In a new interview with Guitar.com, Tony Iommi‘s longtime producer revealed how the Black Sabbath legend has crafted his guitar tone – and as you might expect from a man who had to basically invent metal guitar, he tends to go to extremes with his gear.

Mike Exeter has been working with Iommi for over three decades and is also well-known for working with the likes of UB40, The Specials, Jeff Beck, Cradle Of Filth and Judas Priest.

Over time, Exeter has become very familiar with the way a musician expresses whether they like what they’re doing or not.

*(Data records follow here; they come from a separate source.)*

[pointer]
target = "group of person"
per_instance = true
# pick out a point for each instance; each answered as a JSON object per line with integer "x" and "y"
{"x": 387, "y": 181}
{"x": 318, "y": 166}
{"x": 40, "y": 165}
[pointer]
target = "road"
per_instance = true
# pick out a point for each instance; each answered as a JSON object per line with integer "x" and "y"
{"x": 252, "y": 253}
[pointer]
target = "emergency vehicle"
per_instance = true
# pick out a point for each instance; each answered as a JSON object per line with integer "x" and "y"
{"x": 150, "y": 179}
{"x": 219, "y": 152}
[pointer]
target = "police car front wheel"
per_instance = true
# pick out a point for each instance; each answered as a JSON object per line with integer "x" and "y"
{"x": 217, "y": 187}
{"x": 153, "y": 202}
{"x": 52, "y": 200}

“Tony is very easy for me to read,” Exeter says. “I know him so well, I can spot the facial expressions or body language. Sometimes it’s what he plays, other times it’s how he plays. If he does a certain trill, I know that means he’s not getting enough sustain from the amp. What he’s looking for is, ultimately, an extension of himself.”

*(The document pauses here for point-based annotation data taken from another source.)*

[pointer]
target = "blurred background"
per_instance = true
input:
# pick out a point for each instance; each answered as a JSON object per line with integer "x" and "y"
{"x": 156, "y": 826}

He goes on to recall that the pair have a habit of listening to live footage from Paris in 1974 and compare it to the sound of the first two Black Sabbath albums, or the post-Ozzy years with Ronnie James Dio.

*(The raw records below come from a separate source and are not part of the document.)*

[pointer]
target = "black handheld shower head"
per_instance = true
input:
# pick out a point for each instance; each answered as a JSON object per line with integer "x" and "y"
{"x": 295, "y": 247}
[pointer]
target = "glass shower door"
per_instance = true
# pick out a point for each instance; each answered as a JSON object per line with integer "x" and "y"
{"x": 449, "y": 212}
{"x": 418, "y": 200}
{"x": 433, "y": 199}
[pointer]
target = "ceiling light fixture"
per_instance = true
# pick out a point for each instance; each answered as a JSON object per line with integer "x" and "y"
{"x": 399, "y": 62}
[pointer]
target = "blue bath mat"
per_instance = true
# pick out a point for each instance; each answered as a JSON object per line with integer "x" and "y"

“When I listen to the first two Sabbath albums, they’re incredibly fuzzy,” Exeter says. “It’s a classic Laney sound. But he wasn’t using that in 1980 for the Dio albums. He’d switched to hotter Marshalls around that period. So there is no singular definitive sound for Tony, but he definitely has his own feel. I can pick him out from a mile off just because of the little things he does.”

He even lends some advice to players who have been inspired by Iommi’s tone. “To sound like Tony, you generally need P-90s going into a thick, soupy sound,” Exeter says. “It’s broken up, almost like speaker distortion. You might not think he was dialing in much gain, but trust me, he was on 11 for everything, because in the old days they had single-channel amps."